“New” Liberal Party of Quebec | Is there a market for this?

Changing the image of a product, a team or a political party is always a risky bet. Ask those who have thought of the “new Coke” or who have changed the “branding” of the Montreal soccer team. We will not know until later if Dominique Anglade’s bet will be a winner, but we can already say that it is risky.



In fact, the turn to the left and to the ecology proposed by Mme Anglade looks a lot like the one carried out by the Liberal Party of Canada under Justin Trudeau, when it left the hyper-center of the political spectrum to move more to the left, but above all more to the green.

In Quebec, when Justin Trudeau was chosen Liberal leader, the PLC was at its lowest with just seven MPs, the worst result in its history. After the orange wave, there was not much left of the big red machine that won almost all the seats of Pierre Trudeau’s time.

In the 2015 election, helped by an electorate who had seen enough Stephen Harper and his Conservative government, the Liberals won 40 seats in Quebec with 35% of the vote. Four years later, he obtained 34% and 35 deputies. And, last September, the Liberals kept their 35 seats with 33.6% of the vote.

As we can see, it is therefore a relatively stable vote around 35% of the vote, which, in a four-party fight – as in the Quebec elections, moreover – may be enough to be the first political party in the world. Quebec.

Better yet, the federal Liberals won and kept seats elsewhere than in the greater Montreal area. In Quebec, Estrie, Gaspésie, Mauricie and Outaouais. If, in the next elections, Dominique Anglade succeeded in doing as well, we would undoubtedly speak of a miracle.

But it still shows that there is a market for a governing party that is more to the left and greener. Except that during all the Charest years, it was enough to be a federalist and accuse the Parti Quebecois of wanting to hold a new referendum to be assured of an easy re-election. The PLQ at the time ceased to be a party of ideas. He was much more of a fundraising machine with the little odor of corruption that often sets in under such circumstances.

Even more serious obstacle: M’s opponentme Anglade is François Legault’s CAQ, which still enjoys great popularity and which seems to be heading towards easy re-election. But few people in the PLQ believe that it is possible to win the elections which will take place in 10 months. The real goal – even if we say the opposite – is to achieve an honorable result that would put them in a good position for the next time.

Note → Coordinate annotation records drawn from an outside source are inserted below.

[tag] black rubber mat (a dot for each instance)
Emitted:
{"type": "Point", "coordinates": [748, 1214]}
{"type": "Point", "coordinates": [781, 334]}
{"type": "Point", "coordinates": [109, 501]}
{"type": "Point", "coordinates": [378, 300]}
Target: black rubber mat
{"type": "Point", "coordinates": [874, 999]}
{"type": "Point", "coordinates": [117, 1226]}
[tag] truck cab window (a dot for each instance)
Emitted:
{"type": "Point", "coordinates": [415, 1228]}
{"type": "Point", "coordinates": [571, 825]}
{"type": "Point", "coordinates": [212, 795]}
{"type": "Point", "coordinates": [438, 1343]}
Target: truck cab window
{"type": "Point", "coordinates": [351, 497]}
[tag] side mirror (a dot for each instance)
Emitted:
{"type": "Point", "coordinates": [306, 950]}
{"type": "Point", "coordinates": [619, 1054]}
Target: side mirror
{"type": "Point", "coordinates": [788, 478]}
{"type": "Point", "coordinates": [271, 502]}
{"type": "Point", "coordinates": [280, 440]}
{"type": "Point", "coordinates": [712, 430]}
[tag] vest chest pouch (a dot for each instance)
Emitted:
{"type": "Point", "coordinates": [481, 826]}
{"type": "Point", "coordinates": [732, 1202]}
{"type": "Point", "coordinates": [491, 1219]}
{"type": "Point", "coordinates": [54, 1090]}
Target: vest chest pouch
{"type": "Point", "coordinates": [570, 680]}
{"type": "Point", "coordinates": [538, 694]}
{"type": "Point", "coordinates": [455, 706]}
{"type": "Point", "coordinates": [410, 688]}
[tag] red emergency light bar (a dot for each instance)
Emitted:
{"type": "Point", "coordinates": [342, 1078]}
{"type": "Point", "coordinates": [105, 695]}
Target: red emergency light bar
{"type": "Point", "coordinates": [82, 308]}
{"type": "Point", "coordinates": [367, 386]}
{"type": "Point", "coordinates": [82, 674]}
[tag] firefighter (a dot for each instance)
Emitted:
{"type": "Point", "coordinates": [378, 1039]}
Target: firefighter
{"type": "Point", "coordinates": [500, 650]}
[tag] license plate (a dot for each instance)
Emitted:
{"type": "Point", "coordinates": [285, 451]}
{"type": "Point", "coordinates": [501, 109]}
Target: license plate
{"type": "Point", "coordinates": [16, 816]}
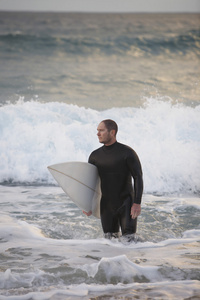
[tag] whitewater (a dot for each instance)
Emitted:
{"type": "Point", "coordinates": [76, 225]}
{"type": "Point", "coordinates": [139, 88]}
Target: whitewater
{"type": "Point", "coordinates": [61, 74]}
{"type": "Point", "coordinates": [165, 136]}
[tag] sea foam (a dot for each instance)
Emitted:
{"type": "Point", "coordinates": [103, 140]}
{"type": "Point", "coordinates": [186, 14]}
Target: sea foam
{"type": "Point", "coordinates": [166, 138]}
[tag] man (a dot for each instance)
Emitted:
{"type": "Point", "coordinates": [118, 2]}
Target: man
{"type": "Point", "coordinates": [117, 164]}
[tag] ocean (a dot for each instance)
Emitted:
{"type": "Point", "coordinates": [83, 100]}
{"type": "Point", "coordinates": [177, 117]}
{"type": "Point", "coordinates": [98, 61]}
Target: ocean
{"type": "Point", "coordinates": [60, 75]}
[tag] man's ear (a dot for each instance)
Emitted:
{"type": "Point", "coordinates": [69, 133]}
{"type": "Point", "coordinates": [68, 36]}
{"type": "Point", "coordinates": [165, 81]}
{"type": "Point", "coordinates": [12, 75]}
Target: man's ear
{"type": "Point", "coordinates": [112, 132]}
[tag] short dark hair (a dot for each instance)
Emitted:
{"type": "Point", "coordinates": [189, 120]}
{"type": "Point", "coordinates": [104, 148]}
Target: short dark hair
{"type": "Point", "coordinates": [111, 125]}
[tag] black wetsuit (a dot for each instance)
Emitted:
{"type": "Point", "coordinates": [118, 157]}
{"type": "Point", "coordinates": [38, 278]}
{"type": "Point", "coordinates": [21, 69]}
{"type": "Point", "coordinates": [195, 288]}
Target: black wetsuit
{"type": "Point", "coordinates": [117, 164]}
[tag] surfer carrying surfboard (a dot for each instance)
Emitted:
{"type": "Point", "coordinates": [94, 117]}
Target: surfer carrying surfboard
{"type": "Point", "coordinates": [117, 164]}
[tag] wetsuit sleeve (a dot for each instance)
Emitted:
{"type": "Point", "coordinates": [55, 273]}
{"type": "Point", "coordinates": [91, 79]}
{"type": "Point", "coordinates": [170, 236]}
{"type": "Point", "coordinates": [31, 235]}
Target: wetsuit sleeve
{"type": "Point", "coordinates": [135, 168]}
{"type": "Point", "coordinates": [91, 160]}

So where would the market be for the new and greener PLQ? In fact, we would have to eat away at support in the center and on the left. In the center, that means to the CAQ because there is still dissatisfaction among the electorate. Not everyone in Quebec thinks that $ 10 billion for a tunnel between Lévis and Quebec is a good idea. And, even less, an ecological idea.

Likewise, there is dissatisfaction with the small authoritarian side that sometimes characterizes the Caquista government, whether it is the maintenance of the state of emergency or a certain intransigence in relations with State employees.

There are also gains to be made on the left. There are voters who voted for Québec solidaire but who do not think that this party is credible and can form the government. For those, a more left and greener PLQ might be an attractive alternative.

But these gains are marginal. And we may well want to find some similarities with federal policy, Quebec policy rarely copies examples from outside the Outaouais.

Especially since the green platform of Mme Anglade still looks like a sketch. The nationalization of hydrogen does not have the same resonance, nor the nationalist side of that of electricity. And hydrogen will only ever be a niche market which may pay off, but which will remain limited.

Mainly, Mme Anglade has not managed to say what means it would take to improve Quebec’s balance sheet on greenhouse gases, except to recall old classics such as better insulating buildings or setting a limit for the sale of gasoline vehicles, a an issue on which markets are more advanced than policies.

Still, there is a market for his ideas. And very few people believed that it would work for Justin Trudeau and we saw the result, even when François Legault said to vote blue.